Starting from Lei Qin’s original intention, Qike Qilo aims to fill the gap between fashionable jewellery and expensive fine jewellery. The fluidity of water serves as a bridge between youth, selfexpression, and luxury in the context of jewellery. As a new generation brand from a Chinese designer based in London, Qike Qilo embraces a youthful approach while distinguishing itself from the intricate aesthetics and fine craftsmanship centered on nature, as seen in the century-old Western jewellery brands like Cartier, Tiffany, and Buccellati.
In addition to Qike Qilo’s emphasis on sustainable materials, its greatest characteristics can be summarised as dynamism and emotionality—traits that first appeared in jewellery design in the1960s through German space scientist and jewellery designer Friedrich Becker.

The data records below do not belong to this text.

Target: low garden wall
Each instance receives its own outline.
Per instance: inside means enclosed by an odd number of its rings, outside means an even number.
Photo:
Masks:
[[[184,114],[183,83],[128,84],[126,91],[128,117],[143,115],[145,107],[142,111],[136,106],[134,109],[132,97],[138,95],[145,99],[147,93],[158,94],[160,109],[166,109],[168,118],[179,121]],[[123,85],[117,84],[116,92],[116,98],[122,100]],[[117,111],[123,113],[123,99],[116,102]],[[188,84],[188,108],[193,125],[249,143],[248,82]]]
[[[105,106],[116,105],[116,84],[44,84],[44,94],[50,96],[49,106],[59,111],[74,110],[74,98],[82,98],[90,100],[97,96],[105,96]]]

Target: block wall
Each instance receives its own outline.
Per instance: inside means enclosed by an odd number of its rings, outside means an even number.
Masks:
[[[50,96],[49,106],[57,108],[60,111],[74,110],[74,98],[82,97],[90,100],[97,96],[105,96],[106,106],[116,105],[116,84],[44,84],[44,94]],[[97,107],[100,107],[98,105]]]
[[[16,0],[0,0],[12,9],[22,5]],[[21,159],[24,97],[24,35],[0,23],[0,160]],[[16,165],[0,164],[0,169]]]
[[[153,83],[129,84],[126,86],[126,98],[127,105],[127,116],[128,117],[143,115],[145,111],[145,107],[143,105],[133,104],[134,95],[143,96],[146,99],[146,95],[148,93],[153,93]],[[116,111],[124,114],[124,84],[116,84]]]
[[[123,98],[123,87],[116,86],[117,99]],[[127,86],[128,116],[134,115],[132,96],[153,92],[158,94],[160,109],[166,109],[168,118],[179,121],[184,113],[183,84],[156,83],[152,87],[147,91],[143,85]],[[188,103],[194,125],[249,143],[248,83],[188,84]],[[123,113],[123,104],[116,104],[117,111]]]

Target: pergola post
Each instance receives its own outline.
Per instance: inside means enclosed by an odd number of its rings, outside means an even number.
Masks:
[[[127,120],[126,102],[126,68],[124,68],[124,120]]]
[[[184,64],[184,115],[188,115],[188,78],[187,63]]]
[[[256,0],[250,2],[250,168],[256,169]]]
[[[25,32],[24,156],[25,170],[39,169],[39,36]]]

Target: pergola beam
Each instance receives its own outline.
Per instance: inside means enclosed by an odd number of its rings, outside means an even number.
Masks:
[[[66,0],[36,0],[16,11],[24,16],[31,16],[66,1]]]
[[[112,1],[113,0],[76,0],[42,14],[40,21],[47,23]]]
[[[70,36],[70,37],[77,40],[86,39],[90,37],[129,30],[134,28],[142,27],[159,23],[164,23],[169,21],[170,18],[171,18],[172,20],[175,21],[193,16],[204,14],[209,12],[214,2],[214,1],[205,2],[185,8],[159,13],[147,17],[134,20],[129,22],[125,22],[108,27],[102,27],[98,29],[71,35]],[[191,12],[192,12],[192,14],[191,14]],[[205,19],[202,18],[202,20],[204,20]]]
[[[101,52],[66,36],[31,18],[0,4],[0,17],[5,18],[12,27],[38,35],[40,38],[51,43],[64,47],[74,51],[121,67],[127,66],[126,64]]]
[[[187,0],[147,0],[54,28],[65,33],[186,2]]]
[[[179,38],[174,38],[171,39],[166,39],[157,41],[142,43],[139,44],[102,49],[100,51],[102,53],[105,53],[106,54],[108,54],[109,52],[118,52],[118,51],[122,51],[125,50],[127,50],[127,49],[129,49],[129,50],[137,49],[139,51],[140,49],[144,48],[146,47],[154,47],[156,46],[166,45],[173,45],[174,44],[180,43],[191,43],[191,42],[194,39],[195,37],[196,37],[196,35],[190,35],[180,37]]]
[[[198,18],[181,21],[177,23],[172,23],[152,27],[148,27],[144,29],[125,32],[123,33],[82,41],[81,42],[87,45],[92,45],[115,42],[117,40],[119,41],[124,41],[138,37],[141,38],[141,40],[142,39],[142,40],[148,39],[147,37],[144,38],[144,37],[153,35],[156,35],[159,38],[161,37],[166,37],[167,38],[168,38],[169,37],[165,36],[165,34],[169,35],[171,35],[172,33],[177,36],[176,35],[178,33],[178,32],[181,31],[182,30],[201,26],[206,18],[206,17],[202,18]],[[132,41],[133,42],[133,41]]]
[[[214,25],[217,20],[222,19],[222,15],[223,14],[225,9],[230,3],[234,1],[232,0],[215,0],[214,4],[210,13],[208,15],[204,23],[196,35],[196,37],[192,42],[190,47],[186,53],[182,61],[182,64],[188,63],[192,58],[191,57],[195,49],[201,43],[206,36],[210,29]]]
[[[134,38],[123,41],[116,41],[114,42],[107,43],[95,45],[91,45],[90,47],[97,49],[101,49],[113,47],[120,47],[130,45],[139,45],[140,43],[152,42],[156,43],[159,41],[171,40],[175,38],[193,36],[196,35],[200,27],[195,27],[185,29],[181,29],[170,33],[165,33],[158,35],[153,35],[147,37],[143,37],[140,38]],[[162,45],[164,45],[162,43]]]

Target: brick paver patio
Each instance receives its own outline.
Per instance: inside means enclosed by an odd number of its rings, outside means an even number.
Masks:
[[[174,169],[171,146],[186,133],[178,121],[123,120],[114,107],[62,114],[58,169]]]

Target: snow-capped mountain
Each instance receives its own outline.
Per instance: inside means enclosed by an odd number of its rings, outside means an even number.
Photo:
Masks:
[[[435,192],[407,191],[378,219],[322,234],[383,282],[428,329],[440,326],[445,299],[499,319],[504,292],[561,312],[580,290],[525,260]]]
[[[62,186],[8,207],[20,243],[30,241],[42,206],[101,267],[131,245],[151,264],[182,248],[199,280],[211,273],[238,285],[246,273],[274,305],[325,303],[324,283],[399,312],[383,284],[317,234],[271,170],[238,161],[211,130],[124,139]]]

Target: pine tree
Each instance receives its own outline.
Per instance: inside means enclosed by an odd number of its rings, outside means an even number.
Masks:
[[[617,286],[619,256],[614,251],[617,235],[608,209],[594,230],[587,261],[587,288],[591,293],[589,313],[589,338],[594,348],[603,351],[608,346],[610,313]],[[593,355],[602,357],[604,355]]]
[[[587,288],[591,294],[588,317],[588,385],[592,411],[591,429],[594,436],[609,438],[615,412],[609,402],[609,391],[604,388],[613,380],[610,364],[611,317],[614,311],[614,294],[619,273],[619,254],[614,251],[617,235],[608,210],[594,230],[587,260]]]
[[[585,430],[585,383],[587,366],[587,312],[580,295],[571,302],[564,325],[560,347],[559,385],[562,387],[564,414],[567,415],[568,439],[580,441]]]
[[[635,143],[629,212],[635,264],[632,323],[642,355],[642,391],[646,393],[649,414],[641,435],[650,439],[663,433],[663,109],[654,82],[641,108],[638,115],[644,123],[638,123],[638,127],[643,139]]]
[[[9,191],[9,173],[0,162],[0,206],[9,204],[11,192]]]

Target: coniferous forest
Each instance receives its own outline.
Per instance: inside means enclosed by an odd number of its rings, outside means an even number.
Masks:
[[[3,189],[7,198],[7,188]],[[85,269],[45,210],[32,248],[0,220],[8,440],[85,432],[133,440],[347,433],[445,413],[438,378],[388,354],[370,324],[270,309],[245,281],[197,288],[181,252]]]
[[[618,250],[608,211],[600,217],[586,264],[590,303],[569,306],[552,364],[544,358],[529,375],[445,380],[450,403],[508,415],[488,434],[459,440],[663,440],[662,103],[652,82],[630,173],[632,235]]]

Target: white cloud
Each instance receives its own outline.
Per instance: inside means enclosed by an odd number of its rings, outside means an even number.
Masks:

Compared to the industrial laboratory and German precision, Eastern poetic abstraction offers a richer soil for luxury. When thinking of Eastern designers known for their ability to express the flexibility of jewellery, it’s hard not to think of Qeelin, with its iconic pair of goldfish “Qin Qin” and the shocking, dissectable panda robot. Qike Qilo, as a new generation brand making its debut at the major international fashion weeks, has only just begun to reveal itself, yet it seems to have found its point of strength in the intersection of Eastern jewellery, technology, and traditional craftsmanship.

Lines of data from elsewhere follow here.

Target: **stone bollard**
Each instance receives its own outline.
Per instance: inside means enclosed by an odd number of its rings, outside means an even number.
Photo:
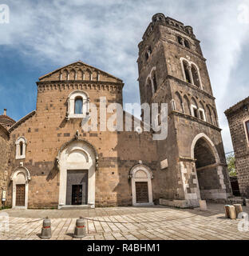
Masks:
[[[206,200],[199,200],[200,210],[207,210],[207,202]]]
[[[233,206],[235,207],[236,218],[238,218],[239,214],[243,212],[242,206],[240,204],[234,204]]]
[[[224,206],[225,217],[229,218],[229,205]]]
[[[74,229],[73,238],[82,238],[85,236],[85,219],[82,217],[80,217],[76,221],[76,226]]]
[[[235,207],[234,206],[228,206],[228,211],[229,211],[230,218],[231,219],[236,218]]]
[[[49,239],[51,236],[51,221],[49,219],[49,217],[46,217],[43,220],[41,238]]]

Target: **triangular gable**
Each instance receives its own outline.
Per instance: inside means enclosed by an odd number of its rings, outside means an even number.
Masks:
[[[92,66],[78,61],[39,78],[44,81],[101,81],[121,83],[122,80]]]

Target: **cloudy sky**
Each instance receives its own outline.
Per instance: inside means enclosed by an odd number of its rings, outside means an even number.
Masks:
[[[216,98],[225,151],[233,150],[223,111],[249,94],[249,0],[1,0],[0,111],[15,120],[36,107],[38,78],[77,60],[123,79],[125,102],[139,102],[136,59],[156,13],[194,28]]]

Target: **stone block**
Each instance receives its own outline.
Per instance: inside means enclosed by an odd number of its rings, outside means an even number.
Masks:
[[[206,200],[199,200],[200,210],[207,210],[207,202]]]
[[[236,218],[238,218],[239,214],[243,212],[242,206],[239,203],[234,204],[233,206],[235,208]]]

In contrast to Buccellati’s 2015 “Timeless Blue”—a tribute to Monet’s stormy seaside impressionist painting featuring intricate diamonds and the brand’s signature lace-like filigree work with “splashing waves” embossed on the metal—Aqua Wave embraces simplicity, infused with subtlety and Daoist philosophy. It uses the rotation of the jewellery itself to form asymmetric waves, where each “water wave” captures a unique moment of nature’s rhythm. More precisely, the water waves are never the same; different angles of sunlight and the positions where the waves occur create distinct shapes
The Cascade Earrings capture the vertical elegance of a waterfall, the Tide Necklace symbolizes the tidal energy in a ring-like formation, while the Ripple Bracelet and Wave Ring each observe the ripples of a lake from varying scales. Moreover, the kinetic energy of “water waves” is not superficial in design, but rather conveys a latent force, subtly felt beneath the quiet surface, ready to surge. Based on the overall styling of the models, the jewellery’s tension extends beyond its seemingly modest and minimalist outlines.

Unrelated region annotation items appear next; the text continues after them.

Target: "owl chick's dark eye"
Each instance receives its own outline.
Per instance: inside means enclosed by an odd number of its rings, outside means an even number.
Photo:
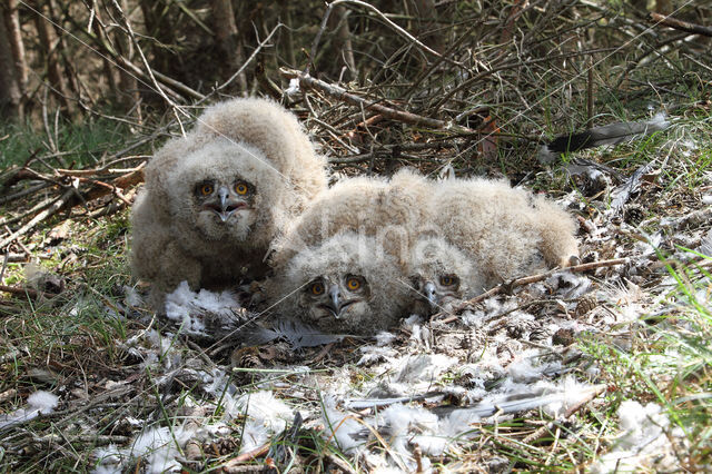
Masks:
[[[346,288],[348,288],[349,292],[358,292],[363,285],[364,282],[359,277],[352,276],[346,278]]]
[[[198,192],[201,196],[209,196],[215,190],[215,187],[210,182],[204,182],[198,186]]]
[[[248,191],[248,187],[245,182],[237,182],[235,185],[235,192],[237,192],[240,196],[245,196]]]
[[[441,277],[441,285],[443,286],[453,286],[456,285],[458,282],[458,278],[454,275],[443,275]]]
[[[309,285],[309,293],[315,296],[324,294],[324,284],[322,282],[315,282]]]

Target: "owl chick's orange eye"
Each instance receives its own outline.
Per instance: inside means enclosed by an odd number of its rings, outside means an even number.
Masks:
[[[240,196],[244,196],[247,194],[247,185],[244,182],[238,182],[237,185],[235,185],[235,192],[237,192]]]
[[[358,278],[349,278],[346,280],[346,287],[349,290],[355,292],[360,288],[360,280]]]
[[[457,283],[457,278],[452,275],[444,275],[441,277],[441,285],[453,286]]]
[[[205,185],[200,186],[200,194],[202,196],[211,195],[212,194],[212,189],[214,189],[212,185],[205,184]]]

Although this series tirelessly speaks of water, it is not entirely about water. The hollow shapes formed by the intertwining lines of metal and water-green enamel resemble a pair of classical willow-branch eyes. This may indirectly reflect Qike Qilo’s attempt to convey not only a timeless view of nature and the cyclical nature of life, but also its incorporation of surrealistic elements, leaving space for open interpretation and personal styling. This approach allows the jewellery to blossom with multiple layers of life, offering users a more diverse and individualistic experience.